Without offering specifics, he promised to “deal with institutional racism” and set up a police oversight body in his first 100 days in office, if elected.
“I really do believe that the blinders have been taken off. I think this tidal wave is moving,” he later told the mayors of Atlanta, Chicago, Los Angeles and St Paul, Minnesota.
“I realise we’ve got to do something big, we can do it, and everyone will benefit from it.”
Mr Biden has struggled in recent weeks to be heard from his makeshift home TV studio over the noise of duelling national crises, but after another night of violent protests, he ventured out into public for just the third time since the pandemic arrived in mid-March.
His hopeful and collaborative approach marked a sharp contrast to that of President Donald Trump, who has made little effort to unify the country.
The Republican president attacked governors as “weak” during a video teleconference on Monday and demanded tougher crackdowns on protesters.

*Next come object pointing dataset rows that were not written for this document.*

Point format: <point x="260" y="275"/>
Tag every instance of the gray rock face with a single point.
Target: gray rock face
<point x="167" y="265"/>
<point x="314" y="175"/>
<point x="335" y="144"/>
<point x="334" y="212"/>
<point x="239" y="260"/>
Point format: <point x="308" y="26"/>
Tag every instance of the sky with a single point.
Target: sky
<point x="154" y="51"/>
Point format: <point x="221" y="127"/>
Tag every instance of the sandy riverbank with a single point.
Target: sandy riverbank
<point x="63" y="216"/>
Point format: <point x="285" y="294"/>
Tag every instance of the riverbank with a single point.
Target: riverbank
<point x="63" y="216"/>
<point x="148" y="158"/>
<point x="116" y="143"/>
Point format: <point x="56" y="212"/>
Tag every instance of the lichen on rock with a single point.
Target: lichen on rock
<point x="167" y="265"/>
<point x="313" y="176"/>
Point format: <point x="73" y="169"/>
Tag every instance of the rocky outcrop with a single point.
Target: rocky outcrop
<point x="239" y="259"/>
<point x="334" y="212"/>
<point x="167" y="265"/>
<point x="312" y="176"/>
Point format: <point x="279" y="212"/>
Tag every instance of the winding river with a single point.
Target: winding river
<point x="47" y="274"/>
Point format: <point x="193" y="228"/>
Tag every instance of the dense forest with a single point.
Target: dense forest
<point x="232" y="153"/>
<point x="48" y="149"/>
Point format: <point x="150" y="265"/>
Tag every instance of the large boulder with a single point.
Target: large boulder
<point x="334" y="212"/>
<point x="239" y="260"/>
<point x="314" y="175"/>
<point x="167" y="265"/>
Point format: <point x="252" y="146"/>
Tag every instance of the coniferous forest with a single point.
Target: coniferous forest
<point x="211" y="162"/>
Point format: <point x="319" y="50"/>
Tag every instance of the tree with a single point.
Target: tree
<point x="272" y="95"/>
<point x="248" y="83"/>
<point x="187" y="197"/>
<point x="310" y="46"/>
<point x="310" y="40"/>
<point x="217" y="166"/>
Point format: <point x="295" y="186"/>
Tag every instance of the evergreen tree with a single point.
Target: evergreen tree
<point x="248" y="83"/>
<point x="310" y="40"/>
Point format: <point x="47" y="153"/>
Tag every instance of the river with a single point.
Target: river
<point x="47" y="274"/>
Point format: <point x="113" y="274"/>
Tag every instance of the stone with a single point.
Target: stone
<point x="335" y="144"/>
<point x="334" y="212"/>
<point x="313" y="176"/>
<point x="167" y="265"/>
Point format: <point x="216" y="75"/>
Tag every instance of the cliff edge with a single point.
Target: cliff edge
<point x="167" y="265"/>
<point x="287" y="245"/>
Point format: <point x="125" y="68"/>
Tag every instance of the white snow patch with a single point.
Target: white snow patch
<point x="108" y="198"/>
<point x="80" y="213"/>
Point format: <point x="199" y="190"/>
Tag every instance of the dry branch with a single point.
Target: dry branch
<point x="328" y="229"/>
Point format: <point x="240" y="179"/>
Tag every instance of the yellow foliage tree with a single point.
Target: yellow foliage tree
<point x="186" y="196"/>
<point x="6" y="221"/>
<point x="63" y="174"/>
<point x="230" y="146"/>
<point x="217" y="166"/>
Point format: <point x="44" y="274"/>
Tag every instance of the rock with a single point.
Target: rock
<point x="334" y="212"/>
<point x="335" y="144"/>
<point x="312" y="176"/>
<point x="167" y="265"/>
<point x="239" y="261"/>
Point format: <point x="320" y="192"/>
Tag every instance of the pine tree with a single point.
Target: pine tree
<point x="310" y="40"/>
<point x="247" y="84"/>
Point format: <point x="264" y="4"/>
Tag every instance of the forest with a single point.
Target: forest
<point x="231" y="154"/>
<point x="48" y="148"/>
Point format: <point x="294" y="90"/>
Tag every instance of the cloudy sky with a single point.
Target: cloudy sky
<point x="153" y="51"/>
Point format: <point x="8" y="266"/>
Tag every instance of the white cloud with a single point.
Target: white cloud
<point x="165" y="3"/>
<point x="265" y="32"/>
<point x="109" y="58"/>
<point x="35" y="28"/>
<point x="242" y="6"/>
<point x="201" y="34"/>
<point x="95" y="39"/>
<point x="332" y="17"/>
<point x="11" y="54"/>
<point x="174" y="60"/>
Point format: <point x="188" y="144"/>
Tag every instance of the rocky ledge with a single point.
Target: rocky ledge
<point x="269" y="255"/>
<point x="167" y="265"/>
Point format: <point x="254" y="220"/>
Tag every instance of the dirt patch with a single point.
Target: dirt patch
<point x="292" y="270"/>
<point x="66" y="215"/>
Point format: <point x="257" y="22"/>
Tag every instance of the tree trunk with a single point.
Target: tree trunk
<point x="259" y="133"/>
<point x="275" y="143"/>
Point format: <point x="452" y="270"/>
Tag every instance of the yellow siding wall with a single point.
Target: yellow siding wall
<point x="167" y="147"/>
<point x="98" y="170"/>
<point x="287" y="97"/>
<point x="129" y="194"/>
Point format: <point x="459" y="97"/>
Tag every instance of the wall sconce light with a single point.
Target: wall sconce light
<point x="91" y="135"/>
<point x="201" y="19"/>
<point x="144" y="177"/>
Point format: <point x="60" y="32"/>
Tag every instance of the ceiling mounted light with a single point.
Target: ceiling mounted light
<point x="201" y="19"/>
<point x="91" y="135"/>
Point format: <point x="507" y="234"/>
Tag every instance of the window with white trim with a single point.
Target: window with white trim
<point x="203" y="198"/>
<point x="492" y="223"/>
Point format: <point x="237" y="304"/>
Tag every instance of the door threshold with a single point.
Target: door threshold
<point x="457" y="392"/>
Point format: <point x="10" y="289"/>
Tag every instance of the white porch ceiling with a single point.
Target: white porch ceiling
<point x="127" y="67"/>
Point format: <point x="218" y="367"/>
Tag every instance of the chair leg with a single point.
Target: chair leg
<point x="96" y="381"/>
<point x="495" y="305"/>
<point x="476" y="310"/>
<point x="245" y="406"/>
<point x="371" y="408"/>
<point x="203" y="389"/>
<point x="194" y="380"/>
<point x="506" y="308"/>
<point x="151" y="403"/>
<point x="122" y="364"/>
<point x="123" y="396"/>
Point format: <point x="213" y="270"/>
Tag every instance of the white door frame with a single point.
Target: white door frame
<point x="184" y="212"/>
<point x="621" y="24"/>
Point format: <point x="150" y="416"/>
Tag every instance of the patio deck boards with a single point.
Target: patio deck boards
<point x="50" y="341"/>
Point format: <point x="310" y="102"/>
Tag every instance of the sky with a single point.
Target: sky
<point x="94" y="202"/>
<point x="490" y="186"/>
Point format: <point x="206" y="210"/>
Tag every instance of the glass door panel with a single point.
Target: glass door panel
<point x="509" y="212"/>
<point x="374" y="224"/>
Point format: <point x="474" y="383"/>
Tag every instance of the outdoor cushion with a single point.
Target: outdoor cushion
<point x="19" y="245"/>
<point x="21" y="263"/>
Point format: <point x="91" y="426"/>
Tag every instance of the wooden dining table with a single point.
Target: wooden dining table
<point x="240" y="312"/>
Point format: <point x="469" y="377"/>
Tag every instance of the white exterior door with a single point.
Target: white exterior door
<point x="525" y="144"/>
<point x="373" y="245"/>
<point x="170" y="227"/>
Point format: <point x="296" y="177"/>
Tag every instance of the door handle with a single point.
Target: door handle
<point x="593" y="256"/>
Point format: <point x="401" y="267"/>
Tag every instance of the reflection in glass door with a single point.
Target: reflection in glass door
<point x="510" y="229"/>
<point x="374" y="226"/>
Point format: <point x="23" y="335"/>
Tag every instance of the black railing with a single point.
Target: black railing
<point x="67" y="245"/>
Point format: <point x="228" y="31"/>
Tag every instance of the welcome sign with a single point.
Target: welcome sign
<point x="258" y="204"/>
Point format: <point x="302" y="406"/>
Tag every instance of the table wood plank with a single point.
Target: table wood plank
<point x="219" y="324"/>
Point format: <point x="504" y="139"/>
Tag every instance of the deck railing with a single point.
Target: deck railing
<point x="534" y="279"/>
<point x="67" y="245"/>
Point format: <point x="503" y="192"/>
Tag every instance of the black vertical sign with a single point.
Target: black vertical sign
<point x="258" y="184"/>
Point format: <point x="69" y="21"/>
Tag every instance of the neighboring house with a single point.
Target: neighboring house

He also lashed out at Mr Biden on Twitter, writing: “Sleepy Joe Biden’s people are so Radical Left that they are working to get the Anarchists out of jail, and probably more.”
Mr Biden’s softer approach may foreshadow how he presents himself in the five months before the presidential election, emphasising calm and competence as a contrast to a mercurial president. It is an approach that carries the risk of being drowned out by Mr Trump’s much louder voice.
The Democrat delivered a well-received address on Friday calling on white people to shoulder the responsibility of ending America’s systemic racism, but he was largely out of sight over the weekend, which marked the fifth anniversary of the death of his son Beau Biden from brain cancer.
Mr Biden and his wife Jill marked Memorial Day by laying a wreath at a veterans’ memorial near his Wilmington home, and the former vice president’s campaign posted pictures of him visiting a protest site in the city on Sunday afternoon. Earlier, he wrote a post on Medium expressing empathy for those despairing about the police killing of George Floyd in Minneapolis.